Just because more targets support the VectorTy, less target (only x86) support the AMXTy ?

The logic is not make sense.

-xiang

I don’t know anything about AMX, but let me give you some pointers (no pun intended).

Regarding pointers, the direction LLVM is taking is to have just 2 pointer types: a data pointer type and a function pointer type. That’s it. That allows us to remove a lot of bitcasts between pointers. You see now that load instructions have an argument with the type, which for now is duplicated with the pointer type, but won’t be as soon as pointer types disappear.

So if you need a special pointer type that can’t be casted to other pointer types, the way to do it in LLVM is with a different address space. Then you can configure how many bits it takes, etc. And more importantly, pointers in that space can’t be casted to another space without using a special instruction (which LLVM optimizers won’t introduce).

FYI by using a different address space, you may lose a few optimizations, because optimizers assume nothing about the non-default address space. We have discussed an API to let folks express assumptions optimizers could make (e.g., is null == (void*)0 ?), but nothing was implemented so far.

Nuno

Hi,

We are developing prototypes for Intel Advanced Matrix Extensions (AMX) [1] programing model in Clang and LLVM [2].
We met several cases when the certain type we added are optimized unexpectedly in the middle-end. E.g. optimizing phi + biscast + load:

From
%a = load <256 x i32>, <256 x i32>* %mem, align 64
… …
%b = phi <256 x i32> [ %a, %label1 ], [%someother, %label2]
%c = bitcast <256 x i32> %b to x86_amx
To
%a = bitcast <256 x i32>* %mem to x86_amx*
%b = load x86_amx, x86_amx*, align 64
… …
%c = phi x86_amx [ %b, %label1 ], [%someother, %label2]

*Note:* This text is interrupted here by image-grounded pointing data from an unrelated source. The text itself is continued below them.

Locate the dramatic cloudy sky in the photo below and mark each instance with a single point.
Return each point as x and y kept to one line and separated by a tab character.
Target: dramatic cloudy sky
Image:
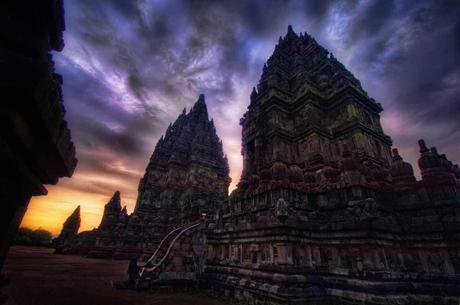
130	67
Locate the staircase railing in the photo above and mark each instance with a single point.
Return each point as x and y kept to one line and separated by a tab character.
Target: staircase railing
182	231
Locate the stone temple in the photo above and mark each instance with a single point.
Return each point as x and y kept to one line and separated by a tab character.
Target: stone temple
325	210
187	175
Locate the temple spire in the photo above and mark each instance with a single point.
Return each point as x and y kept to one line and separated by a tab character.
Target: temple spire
200	109
115	201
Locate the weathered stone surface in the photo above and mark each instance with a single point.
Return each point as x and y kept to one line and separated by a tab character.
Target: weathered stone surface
187	175
323	211
69	231
35	142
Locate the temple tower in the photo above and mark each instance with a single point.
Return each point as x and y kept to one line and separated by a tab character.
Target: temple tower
187	175
69	230
307	110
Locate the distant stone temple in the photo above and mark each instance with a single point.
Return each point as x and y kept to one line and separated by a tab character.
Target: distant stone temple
325	211
187	175
69	230
35	142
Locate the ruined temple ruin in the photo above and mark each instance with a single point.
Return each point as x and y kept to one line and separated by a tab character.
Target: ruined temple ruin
325	211
36	147
187	175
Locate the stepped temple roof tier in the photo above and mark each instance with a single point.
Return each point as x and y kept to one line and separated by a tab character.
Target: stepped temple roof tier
324	211
308	114
187	175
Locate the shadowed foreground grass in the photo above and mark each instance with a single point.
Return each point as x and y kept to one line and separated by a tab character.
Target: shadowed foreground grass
39	277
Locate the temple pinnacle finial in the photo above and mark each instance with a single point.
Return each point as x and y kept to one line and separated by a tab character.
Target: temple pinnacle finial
396	156
115	200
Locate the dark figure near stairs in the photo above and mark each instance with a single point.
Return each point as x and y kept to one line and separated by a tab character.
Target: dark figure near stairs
133	272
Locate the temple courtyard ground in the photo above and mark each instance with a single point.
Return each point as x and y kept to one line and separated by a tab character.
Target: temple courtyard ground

To prevent such unexpected transforms, we concretely added the type check in each point of the optimizations.
Roman pointed out the changes are not the right direction [3], and thought it’s bug for backend. While we agreed backend might be able to handle it for the functionality, we think it is better to handle it in the midden-end since they are negative optimizations for AMX.

First, let me put some background here:
x86_amx* is different from trivial pointers.
The AMX load instruction is much different from other load instructions. It is not only need the memory address but also the shape / stride of the tile register. We did some extra work in the backend to deduce the shape information from the context. We don’t want the pass to add new x86_amx related usage because this will result in the difficulty in deduction. That said bitcasting other pointer types to x86_amx* is not trivial as assumed here.

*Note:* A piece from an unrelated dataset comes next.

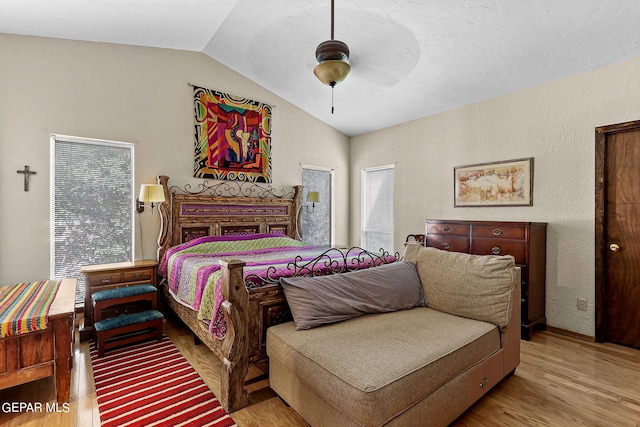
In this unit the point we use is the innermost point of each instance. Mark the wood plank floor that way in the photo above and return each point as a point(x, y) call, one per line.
point(561, 381)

The problem appears to be that this difference is not modeled or specified in LLVM IR AFAICT. The current LangRef does not appear to specific `x86_amx` to start with. If pointers to `x86_amx` have different semantics than regular LLVM pointer types, using regular LLVM pointer types for pointers to `x86_amx` may not be appropriate. I’ve not followed the previous AMX discussions closely, but it sounds like it may be good to reconsider how x86_amx pointers are modeled in LVM IR.

Also note that `bitcast` is specified as `no-op` (https://llvm.org/docs/LangRef.html#id293) (expect for pointers with different address spaces), but from what you mentioned above this does not match the semantics for `x86_amx*`. It sounds like this is the underlying problem that should be addressed, because trying to update various middle end optimization tot ry to enforce the special semantics does not seem to be a scalable solution.

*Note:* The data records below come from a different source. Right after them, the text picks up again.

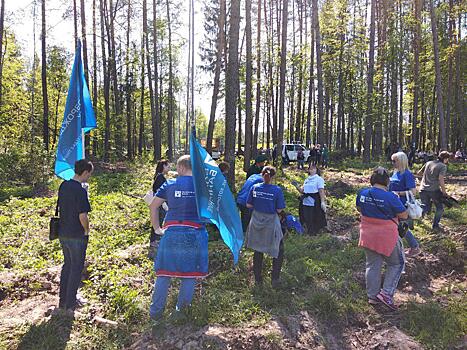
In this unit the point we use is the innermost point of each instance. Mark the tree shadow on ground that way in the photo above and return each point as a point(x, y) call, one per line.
point(52, 333)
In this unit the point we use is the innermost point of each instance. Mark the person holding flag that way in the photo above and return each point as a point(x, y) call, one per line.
point(214, 200)
point(73, 202)
point(183, 249)
point(79, 119)
point(265, 233)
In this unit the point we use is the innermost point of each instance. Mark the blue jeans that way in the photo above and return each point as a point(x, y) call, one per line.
point(411, 241)
point(395, 264)
point(161, 289)
point(74, 254)
point(427, 197)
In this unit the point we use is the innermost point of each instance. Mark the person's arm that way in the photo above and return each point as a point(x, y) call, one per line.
point(442, 185)
point(84, 220)
point(154, 214)
point(404, 215)
point(422, 169)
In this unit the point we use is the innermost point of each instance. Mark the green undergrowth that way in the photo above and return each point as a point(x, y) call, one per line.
point(318, 274)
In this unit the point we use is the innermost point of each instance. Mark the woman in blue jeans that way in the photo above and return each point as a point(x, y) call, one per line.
point(183, 249)
point(402, 181)
point(380, 210)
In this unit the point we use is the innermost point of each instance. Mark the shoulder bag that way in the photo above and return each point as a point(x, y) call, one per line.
point(414, 207)
point(402, 226)
point(54, 225)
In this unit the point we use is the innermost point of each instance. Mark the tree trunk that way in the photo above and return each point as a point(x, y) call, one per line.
point(340, 139)
point(369, 108)
point(2, 19)
point(45, 98)
point(299, 120)
point(106, 85)
point(128, 87)
point(311, 89)
point(156, 121)
point(94, 71)
point(416, 71)
point(460, 97)
point(283, 69)
point(217, 73)
point(231, 90)
point(248, 89)
point(254, 148)
point(170, 114)
point(319, 67)
point(439, 87)
point(141, 112)
point(449, 138)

As Nuno mentioned, you could try and use a separate address space for `x86_amx` pointers to avoid pointer optimizations.

The physical tile registers have more limitations.
No copy instruction between tile registers.
Spilling / reload a tile register is expensive in light of its size is 1024 bytes.
The shapes of tile registers need to be pre-configured before use and all data in tile registers will turn into invalid once re-configured. That said we need to dominate as more tile registers as possible to configure their shapes with one configure instruction, otherwise we need to spill and reload the live registers once we need to re-configure.
The number of tile registers is rather small (only 8) and different shapes cannot be reused.
Based on the limitations, we need to reduce the use / live range of tile registers. But optimizations may increase the opportunity of the use. So even we can handle some combined operation for AMX type, we still prefer to prevent it from the beginning. Unless we can totally roll back the optimization. Which is also not a good solution in my opinion.
For more information, please refer to discussion in [3].
For other optimization points, please refer [4][5].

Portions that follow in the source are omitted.